Some people are embarrassed to talk about the product, some are offended.
It could seem that a condom-maker is simply selling sex. But Thompson said he doesn’t see it that way. If used correctly, the product prevents pregnancy and protects against disease.
“I like to look at it as, we are selling responsibility,” he said.
Yet in its marketing, Sensis emphasizes pleasure and fun.
Sensis wants a marketing campaign that doesn’t alienate women: Research says they make 40 percent of condom purchases.
The product itself bothers some who feel the availability of condoms encourages sex among people who should abstain, such as teenagers.
Yet to the company, such resistance has waned. America is more accepting of condoms as part of life, Glick said.
Of course, he’s also heard pretty much every bad pun and seen every kind of smirking response to his work. But he says that a lot has changed in the past few decades. “My mother asked for one so she could show her friends. I don’t think the stigma is quite what it was.”
If there is any embarrassment among the workers making Sensis Condoms, it isn’t apparent.
In the “clean room” at Durden one weekday morning, a group of women — and all the workers are women — are running a series of specially designed machines that make the condoms and test the condoms and package the condoms.

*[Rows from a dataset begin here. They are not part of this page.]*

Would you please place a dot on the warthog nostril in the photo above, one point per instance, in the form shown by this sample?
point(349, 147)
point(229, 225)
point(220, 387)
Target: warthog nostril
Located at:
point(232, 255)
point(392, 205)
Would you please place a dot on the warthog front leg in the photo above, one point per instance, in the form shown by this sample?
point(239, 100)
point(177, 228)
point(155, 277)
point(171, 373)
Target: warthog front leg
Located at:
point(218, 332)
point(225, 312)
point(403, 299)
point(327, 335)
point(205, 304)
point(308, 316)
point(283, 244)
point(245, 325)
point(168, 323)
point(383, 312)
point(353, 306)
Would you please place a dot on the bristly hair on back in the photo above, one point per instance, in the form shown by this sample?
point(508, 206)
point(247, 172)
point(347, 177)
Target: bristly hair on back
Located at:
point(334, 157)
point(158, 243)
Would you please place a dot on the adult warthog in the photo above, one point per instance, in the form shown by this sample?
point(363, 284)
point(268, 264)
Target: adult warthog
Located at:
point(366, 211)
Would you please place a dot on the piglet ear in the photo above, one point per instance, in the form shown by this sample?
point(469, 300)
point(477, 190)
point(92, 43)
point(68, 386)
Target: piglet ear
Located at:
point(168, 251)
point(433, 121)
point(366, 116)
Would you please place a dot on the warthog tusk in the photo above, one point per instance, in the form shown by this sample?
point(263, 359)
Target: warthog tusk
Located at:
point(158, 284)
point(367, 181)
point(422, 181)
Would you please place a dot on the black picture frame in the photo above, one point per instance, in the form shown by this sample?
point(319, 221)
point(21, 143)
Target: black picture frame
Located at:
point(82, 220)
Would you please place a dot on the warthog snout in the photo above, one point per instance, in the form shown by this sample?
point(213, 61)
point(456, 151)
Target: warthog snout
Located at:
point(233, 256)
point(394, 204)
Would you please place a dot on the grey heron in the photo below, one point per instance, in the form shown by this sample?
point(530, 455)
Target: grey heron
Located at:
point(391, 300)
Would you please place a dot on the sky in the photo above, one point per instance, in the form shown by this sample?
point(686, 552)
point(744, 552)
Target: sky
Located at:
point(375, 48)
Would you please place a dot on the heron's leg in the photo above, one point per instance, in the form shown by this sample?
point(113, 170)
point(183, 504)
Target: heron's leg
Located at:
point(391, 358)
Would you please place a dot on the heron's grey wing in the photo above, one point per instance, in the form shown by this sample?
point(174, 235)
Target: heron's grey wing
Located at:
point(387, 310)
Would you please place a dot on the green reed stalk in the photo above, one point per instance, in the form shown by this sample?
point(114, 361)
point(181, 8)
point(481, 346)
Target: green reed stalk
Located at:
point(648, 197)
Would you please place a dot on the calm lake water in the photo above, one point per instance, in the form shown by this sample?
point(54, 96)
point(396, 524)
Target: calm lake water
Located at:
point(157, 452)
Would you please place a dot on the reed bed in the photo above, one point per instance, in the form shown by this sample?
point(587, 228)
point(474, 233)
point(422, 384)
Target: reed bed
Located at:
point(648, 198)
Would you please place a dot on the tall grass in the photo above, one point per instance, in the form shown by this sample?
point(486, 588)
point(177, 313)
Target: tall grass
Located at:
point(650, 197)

The company won’t talk about the failure rate. But any condom that doesn’t make the cut gets tossed. And there are several places along the way for each product to be examined and judged.
Sue McCavitt of Winder, who, in 11 years at the company, has worked her way up to medical department manager, laughs off any attempt to embarrass her.
“I have heard it all,” she said. “At first people think it’s funny, but it’s just a job.”
Nearby, Nora Torres of Bethlehem stands at a station where random condoms are pumped full of water to test for leaks.
She’s only been on the job about a month. She remembers finding out what she would be making. “I thought it was funny,” she said. “I am not bothered by it.”
That doesn’t mean that she tells friends and family, she said, smiling. “I tell them I work with medical equipment.”